Castro finished each of his first two seasons hitting .300 or better and begins today a career .296 hitter (486-for-1,644) with 206 runs scored, 85 doubles, 23 triples, 25 home runs and 53 stolen bases. With 35 games still to play in 2012, Castro has already set a career high with 12 home runs, has tied his career mark with nine triples, is three RBI shy of his career-best 66 from a season ago and has recorded his second-straight season with more than 20 stolen bases to go along with a .276 batting average (140-for-507).

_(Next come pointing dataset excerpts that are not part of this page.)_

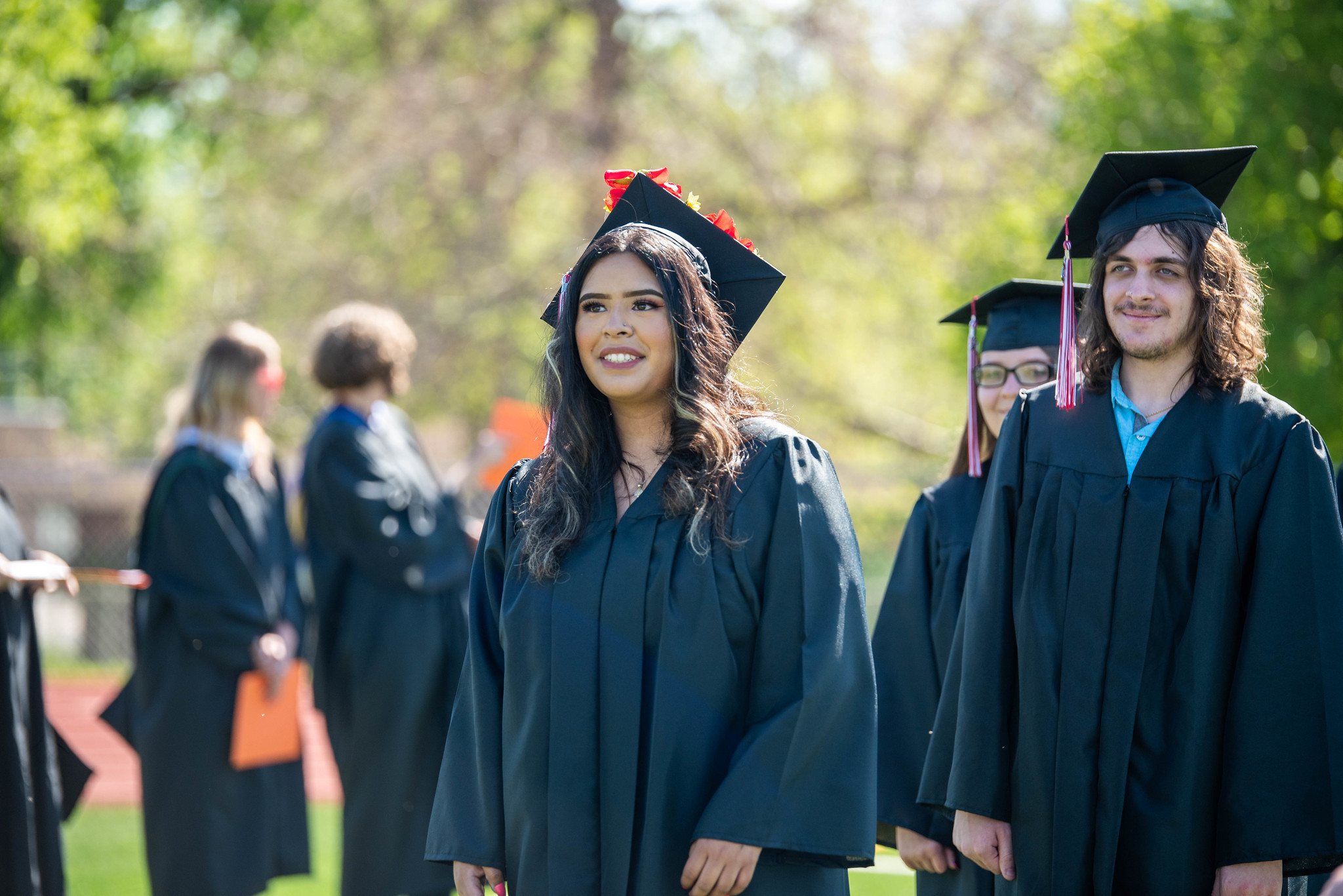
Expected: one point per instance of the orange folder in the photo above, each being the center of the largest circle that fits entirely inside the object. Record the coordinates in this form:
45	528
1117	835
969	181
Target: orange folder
521	430
265	730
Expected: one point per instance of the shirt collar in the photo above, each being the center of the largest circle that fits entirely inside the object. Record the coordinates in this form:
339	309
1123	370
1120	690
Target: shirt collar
231	452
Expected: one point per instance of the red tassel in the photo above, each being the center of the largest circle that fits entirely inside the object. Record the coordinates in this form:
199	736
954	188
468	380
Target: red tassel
1066	389
976	468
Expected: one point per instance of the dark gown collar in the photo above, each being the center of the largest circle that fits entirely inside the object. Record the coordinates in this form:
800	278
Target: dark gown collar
1087	438
648	504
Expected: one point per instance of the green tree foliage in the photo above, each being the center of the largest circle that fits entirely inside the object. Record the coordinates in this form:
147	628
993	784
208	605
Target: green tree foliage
1161	75
446	159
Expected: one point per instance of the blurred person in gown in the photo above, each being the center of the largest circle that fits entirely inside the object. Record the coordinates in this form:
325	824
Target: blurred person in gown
1143	695
390	567
223	600
668	683
41	778
913	633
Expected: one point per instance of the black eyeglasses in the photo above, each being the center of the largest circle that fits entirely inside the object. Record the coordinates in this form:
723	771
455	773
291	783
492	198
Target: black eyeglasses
1026	374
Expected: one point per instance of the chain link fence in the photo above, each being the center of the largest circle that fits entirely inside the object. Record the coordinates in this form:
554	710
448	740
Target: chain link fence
81	507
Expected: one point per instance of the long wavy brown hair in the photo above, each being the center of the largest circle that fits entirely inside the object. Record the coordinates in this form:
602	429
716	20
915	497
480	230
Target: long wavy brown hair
1228	309
706	402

A shortstop since his first day in the big leagues, Castro has seen improvement at the position since his rookie year, posting a .950 fielding percentage in 2010, a .961 fielding percentage in 2011 and a .966 fielding percentage in 2012 while leading all major league shortstops this year with 619 total chances. He has a .974 fielding percentage at shortstop since May 6, the sixth-best mark in the National League at the position in that span.\
Castro is on pace to reach 500 career hits next month to become only the 28th player in major league history to reach 500 hits before the age of 23, joining the likes of Ted Williams, Hank Aaron, Al Kaline, Mickey Mantle, Jimmie Foxx, Robin Yount, Ty Cobb, Bobby Doerr, Johnny Bench, Orlando Cepeda, Ken Griffey, Jr. and Alex Rodriguez, the only active player, to accomplish this feat (thanks to Ed Hartig for his research assistance).
At 20-years-old and 44 days on the day of his major league debut in Cincinnati, Castro became the youngest player for the Cubs in more than 40 years, the youngest Cub to ever make his major league debut at shortstop and the third youngest player in major league history to hit a home run in his first major league at-bat, a three-run home run that along with a three-run triple set a major league record with six RBI in a big league debut.
Castro finished the 2010 campaign ranked 10th in the National League with a .300 batting average, the first Cubs rookie to rank in the top 10 at .300 or better since Bill Madlock in 1974. He followed his rookie season by hitting .307 (207-for-674) with 36 doubles, nine triples, 10 home runs and 66 RBI in 158 games last year, his first full big league campaign. He ranked sixth in the N.L. in batting average and closed the campaign by reaching base safely in his final 40 games, breaking the 82-year-old franchise mark by a shortstop (34-straight games by Woody English in 1929).
Originally signed by the Cubs as a non-drafted free agent on October 25, 2006, Castro reached Double-A Tennessee by the age of 19 in 2009 and earned his promotion straight from Double-A to the big leagues less than a year later.